Двумя указательными пальцами привычным движением снизу вверх она втирала вокруг глаз кольдкрем.

– Как увлекательно! – воскликнула Селина. – Когда-нибудь я тоже попробую. Сколько всего я хочу когда-нибудь попробовать! Сколько всего я никогда не делала и непременно хочу сделать ради удовольствия! Ты только подумай, Джули, мне ведь никогда не делали маникюр! Скажу девушке, чтобы она покрасила мне ногти красивым ярко-красным лаком. И дам ей на чай двадцать пять центов. Маникюрши такие хорошенькие, у них модные стрижки и необыкновенные сияющие глазки. Наверное, ты решишь, что я сошла с ума, если признаюсь, что рядом с ними я сама чувствую себя молодой.

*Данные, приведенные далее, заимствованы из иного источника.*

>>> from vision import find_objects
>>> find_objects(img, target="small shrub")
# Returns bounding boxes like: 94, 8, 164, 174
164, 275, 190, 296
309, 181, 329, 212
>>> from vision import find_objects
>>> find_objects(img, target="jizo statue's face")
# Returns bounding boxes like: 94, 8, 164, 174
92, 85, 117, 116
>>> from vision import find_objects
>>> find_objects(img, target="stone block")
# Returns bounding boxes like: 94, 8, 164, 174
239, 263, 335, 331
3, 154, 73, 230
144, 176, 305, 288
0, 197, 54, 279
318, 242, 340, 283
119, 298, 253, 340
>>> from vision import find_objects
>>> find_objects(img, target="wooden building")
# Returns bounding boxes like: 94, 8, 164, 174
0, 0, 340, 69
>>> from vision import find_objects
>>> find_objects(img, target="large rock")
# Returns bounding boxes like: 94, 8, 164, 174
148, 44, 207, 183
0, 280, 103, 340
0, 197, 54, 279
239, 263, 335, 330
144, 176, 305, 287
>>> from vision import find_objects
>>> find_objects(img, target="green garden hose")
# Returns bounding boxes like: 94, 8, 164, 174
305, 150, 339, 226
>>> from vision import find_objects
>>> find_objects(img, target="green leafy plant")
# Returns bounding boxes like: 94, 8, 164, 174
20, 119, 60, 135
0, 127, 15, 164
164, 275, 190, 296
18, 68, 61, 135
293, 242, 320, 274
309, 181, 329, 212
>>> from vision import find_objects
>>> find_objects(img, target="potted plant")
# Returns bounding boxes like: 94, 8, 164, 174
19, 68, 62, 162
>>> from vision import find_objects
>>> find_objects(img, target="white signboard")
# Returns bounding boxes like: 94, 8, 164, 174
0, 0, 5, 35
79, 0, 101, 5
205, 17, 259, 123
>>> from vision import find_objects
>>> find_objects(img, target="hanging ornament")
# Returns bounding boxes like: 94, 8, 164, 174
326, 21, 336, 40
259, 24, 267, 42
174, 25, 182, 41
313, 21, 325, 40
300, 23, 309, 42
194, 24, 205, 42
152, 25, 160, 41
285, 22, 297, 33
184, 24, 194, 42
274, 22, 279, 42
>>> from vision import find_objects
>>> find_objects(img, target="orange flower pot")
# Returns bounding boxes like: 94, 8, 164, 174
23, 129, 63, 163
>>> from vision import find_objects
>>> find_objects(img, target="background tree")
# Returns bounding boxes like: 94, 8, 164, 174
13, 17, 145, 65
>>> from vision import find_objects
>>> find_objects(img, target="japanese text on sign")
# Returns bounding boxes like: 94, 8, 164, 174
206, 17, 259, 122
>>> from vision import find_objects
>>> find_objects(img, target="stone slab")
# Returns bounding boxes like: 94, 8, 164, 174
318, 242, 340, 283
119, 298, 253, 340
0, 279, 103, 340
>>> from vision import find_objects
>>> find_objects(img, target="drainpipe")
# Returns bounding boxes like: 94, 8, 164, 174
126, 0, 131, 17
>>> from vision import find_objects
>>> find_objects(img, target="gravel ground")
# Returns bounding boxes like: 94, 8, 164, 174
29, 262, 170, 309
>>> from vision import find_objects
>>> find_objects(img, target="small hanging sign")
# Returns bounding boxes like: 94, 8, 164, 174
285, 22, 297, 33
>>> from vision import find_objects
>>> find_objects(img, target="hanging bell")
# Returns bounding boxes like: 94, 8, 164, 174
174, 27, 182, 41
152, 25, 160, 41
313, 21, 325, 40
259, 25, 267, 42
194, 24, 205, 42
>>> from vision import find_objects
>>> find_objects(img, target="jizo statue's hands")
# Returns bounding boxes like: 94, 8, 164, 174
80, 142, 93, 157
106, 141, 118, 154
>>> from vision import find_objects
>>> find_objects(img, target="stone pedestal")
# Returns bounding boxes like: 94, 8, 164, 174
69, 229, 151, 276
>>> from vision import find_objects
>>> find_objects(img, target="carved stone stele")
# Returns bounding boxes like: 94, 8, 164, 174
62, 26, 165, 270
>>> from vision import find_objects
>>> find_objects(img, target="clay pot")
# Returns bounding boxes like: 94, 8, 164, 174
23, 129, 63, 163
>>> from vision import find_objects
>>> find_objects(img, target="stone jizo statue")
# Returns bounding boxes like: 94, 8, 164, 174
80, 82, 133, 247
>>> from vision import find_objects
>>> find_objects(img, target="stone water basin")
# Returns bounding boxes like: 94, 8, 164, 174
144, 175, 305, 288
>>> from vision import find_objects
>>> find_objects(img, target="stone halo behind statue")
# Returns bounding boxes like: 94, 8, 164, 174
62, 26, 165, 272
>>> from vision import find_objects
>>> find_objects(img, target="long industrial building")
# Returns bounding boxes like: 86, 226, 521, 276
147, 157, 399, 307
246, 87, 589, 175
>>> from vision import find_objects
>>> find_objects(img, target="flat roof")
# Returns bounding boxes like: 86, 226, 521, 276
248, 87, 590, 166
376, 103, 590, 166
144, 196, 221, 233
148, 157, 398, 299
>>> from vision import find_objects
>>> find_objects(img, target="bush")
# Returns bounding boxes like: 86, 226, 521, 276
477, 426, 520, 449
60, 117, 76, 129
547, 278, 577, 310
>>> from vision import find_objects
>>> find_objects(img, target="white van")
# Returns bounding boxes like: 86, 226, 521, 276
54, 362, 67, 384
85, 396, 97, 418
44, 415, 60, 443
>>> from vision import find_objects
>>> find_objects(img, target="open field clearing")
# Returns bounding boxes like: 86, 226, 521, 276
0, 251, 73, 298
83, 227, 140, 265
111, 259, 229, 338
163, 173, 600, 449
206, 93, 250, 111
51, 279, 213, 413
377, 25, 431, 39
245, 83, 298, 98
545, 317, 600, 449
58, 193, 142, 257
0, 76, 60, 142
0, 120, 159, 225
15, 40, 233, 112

Джули массировала себе лицо. И ее глаза смотрели в пустоту. Внезапно она произнесла:

– Послушай, Селина, Дирк и Паула слишком часто бывают вместе. О них уже начали болтать.

– Болтать?

Улыбка исчезла с лица Селины.

– Господь знает, я не пуританка. В наше время и в нашем возрасте это невозможно. Если бы в молодости я могла представить себе, что настанет время, когда… Конечно, после войны, похоже, все стало допустимо. Но Паула лишена благоразумия. Все знают, что она без ума от Дирка. Дирку-то хорошо, но каково ей! Она никогда не пойдет в гости, если туда же не приглашен Дирк. Да, Дирк ужасно популярен. Господь свидетель, таких молодых людей, как он, в Чикаго немного – красивых, успешных и элегантных. Они чаще всего подаются на восток, как только заставят своих отцов открыть для них восточное отделение или филиал семейной фирмы… Дирк и Паула везде и все время вместе. Я спросила ее, не собирается ли она разводиться со Штормом, но она ответила, что нет, у нее недостаточно собственных денег, да и Дирк тоже зарабатывает не так уж много. Он получает тысячи, а она привыкла к миллионам. И что теперь делать!

– Но они же росли вместе, – неуверенно возразила Селина.

– И выросли. Не говори глупости, Селина. Ты все же не настолько молода.

Нет, не настолько. Когда Дирк в следующий раз приехал на ферму, что теперь делал нечасто, она позвала его к себе в спальню – холодную, убогую, темную спальню, где стояла старая черная ореховая кровать, в которую более тридцати лет назад она легла невестой Первюса де Йонга. Поверх грубой ночной рубашки она накинула вязаную кофту. Ее густые волосы были аккуратно заплетены в две длинные косы. В тусклом свете Селина была похожа на девочку. На Дирка смотрели ее большие, ласковые глаза.

– Дирк, сядь здесь, рядом со мной, как раньше.

– Мама, я смертельно устал. Играл в гольф, и пришлось пройти двадцать семь лунок.

– Знаю, у тебя теперь все болит, но это приятная боль. Я ее чувствовала, когда целый день работала в поле. Сажала или собирала овощи.

Дирк не ответил. Она взяла его за руку:

– Тебе не понравилось то, что я сказала. Прости. Я говорила не для того, чтобы тебя расстроить, дорогой.

– Знаю, мама.

– Дирк, ты знаешь, как тебя сегодня назвала та женщина, которая освещает светские новости в воскресной «Трибюн»?

– Нет. Как? Я «Трибюн» не читаю.

– Дирк, она сказала, что ты один из jeunesse dorеґe.

– Надо же! – усмехнулся Дирк.

– Французского, который я учила в школе мисс Фистер, мне хватило, чтобы перевести. Это значит «золотая молодежь».

– Я-то? Вот здорово! Хотя я даже не блестящий.

– Дирк! – ее тихий голос слегка задрожал. – Дирк, я не хочу, чтобы ты был золотой молодежью. И мне все равно, какой толщины на тебе позолота. Дирк, я не для этого работала в жару и в холод! Я тебя не упрекаю, работы я не боюсь. Прости, что я о ней заговорила. Но, Дирк, я не хочу, чтобы моего сына называли jeunesse dorеґe. Нет! Кого угодно, только не моего сына!